Capture de Goiat, l’Ours à problèmes !

L’arrêté ministériel est tombé mercredi 22 juin :

Le ministère de la Transition écologique se devait de renouveler l’autorisation de capture de l’ours à problèmes Goiat. Ceci a fin de l’anesthésier pour l’équiper d’un collier GPS qui facilitera sa localisation et pourra permettre de prévenir au plus tôt les éleveurs dés qu’il s’approche trop prés des troupeaux. Il s’agit d’une dérogation à l’interdiction de capture s’agissant d’un animal protégé. Les agents de l’OFB* en profiterons pour faire les prélèvements requis pour le contrôle de son état de santé. La précédente autorisation expirant le 30 juin 2022.

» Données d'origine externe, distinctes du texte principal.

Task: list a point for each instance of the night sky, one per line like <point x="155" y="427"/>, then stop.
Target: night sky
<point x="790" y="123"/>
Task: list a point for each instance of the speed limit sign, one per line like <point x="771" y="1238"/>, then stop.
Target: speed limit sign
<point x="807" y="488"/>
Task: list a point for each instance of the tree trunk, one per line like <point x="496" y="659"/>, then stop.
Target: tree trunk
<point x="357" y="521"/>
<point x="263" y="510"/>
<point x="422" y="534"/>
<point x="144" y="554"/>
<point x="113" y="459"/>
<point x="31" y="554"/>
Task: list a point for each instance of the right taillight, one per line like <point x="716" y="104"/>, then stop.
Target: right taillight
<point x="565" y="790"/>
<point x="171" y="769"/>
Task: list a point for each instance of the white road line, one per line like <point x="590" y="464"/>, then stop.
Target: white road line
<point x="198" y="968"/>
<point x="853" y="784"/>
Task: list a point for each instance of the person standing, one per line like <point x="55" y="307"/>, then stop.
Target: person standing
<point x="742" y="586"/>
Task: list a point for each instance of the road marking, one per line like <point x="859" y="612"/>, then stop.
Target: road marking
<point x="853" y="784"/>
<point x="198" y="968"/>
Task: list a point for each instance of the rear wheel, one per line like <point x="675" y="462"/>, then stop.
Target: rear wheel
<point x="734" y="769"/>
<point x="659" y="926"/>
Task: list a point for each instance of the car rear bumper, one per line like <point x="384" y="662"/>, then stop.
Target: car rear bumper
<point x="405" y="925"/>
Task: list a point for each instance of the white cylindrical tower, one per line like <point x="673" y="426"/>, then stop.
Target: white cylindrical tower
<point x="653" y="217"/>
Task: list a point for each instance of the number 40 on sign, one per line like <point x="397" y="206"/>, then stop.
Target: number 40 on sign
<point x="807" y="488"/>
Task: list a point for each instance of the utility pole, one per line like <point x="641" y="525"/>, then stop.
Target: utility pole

Autorisation de capture de Goiat qui couvre les départements de l’Ariège, de l’Aude, de la Haute-Garonne, des Pyrénées-Atlantiques, des Hautes-Pyrénées et des Pyrénées-Orientales.  Il  sera relâché sur place, une fois équipé de son collier émetteur. Par ailleurs, la préfecture de l’Ariège a pris un nouvel arrêté autorisant le groupement pastoral d’Ustou Col d’Escots à mettre en œuvre « des mesures d’effarouchement simple et des tirs d’effarouchement non létaux de l’ours brun » pour prévenir les dommages aux troupeaux.

Recherché depuis plus d’un an, Goiat âgé de 15 ans, a toujours posé des problèmes :« Un épisode de prédation problématique ne peut être écarté en raison de l’historique du comportement de l’ours ». Depuis son lâché en 2016 coté Espagnol, dans le Pallars, il a causé des dégâts à répétitions sur des chevaux, s’attaquant à des troupeaux surveillés et pénétrant dans des étables, ceci dans la période 2017-2018. Très tôt après son arrivée dans les Pyrérénées il perd son collier, capturé et rééquipé il se débarrassera de l’émetteur en 2020.

Il y a quelques semaines Goita été « flashé » par une caméra automatique en Aragon. Coté français sa présence n’a pas été encore détectée, ni avérée en 2022.

  • L’arrivée du loup dans les Pyrénées, témoignage des dégâts causés dans le secteur Hautacam. Va être un autre sujet de discorde entre les défenseurs des grands prédateurs et les éleveurs. Espérons que dans les Pyrénées l’expérience « Alpine » saura guider  les gestionnaires du sujet.